Investors Weigh Mixed Signals from Futures & Options as ETH Breaches $4,000

Ether's 19% retracement from its $4,954 peak follows a 100% rally from 1 July, fueled by expectations of US Federal Reserve rate cuts when markets were pricing in over a 90% probability. The Fed has since delivered a 25 basis point cut, while Chair Jerome Powell warned against moving “too aggressively” and leaving inflation unfinished, signaling a more cautious stance going forward. That's tempered some of the aggressive easing bets that fueled the summer rally and continued to position the US central bank's activities as a key driver of financial markets across multiple asset classes.
The broader crypto market has cooled in parallel. The Alt Season Index peaked at 77 and is now rolling over, meaning most altcoins are underperforming Bitcoin on a 90-day basis – levels we have flagged as caution signals when macro and PMI backdrops are unsupportive.

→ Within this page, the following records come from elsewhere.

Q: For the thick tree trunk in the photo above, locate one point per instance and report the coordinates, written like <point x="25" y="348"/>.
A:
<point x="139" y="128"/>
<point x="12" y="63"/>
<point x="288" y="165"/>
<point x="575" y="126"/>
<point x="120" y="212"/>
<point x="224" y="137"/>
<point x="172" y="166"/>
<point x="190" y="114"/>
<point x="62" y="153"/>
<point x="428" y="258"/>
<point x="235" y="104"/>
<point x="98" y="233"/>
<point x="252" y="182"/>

On-chain signals show moderation. Monthly active addresses have slipped 9% from 12.96mn in late August to 11.81mn, while whale addresses holding more than 0.1% of supply have fallen to 91, the lowest since 2018 and a sign that the largest holders are actively de-risking.
Derivatives markets highlight shifting sentiment. Coinmetrics data shows perpetual funding rates are now 0.5%, a steep decline from the double-digit levels seen during the ATH surge, indicating leveraged longs have been pared back but not reversed into net short positioning. Futures open interest has contracted by roughly 15%, from $40.9bn in August to $34.4bn, showing reduced leverage participation.
Options markets remain more constructive: the put/call ratio on Deribit stands at 0.61, with concentrated open call interest at $5k ($556mn), $6k ($513mn), and $7k ($339mn) for 31 Oct and 26 Dec expiries, signaling traders continue to position for year-end upside. Realized 30-day volatility has compressed to 0.49, reflecting declining realized swings even as price tests a critical support zone.
Overall, the $4,000 level is pivotal. Sustained support here, coupled with stable funding and strong call positioning, could enable a rebound toward $4,500. Conversely, a decisive break lower, reinforced by continued whale distribution and weakening network demand, would increase the risk of a move toward $3,500.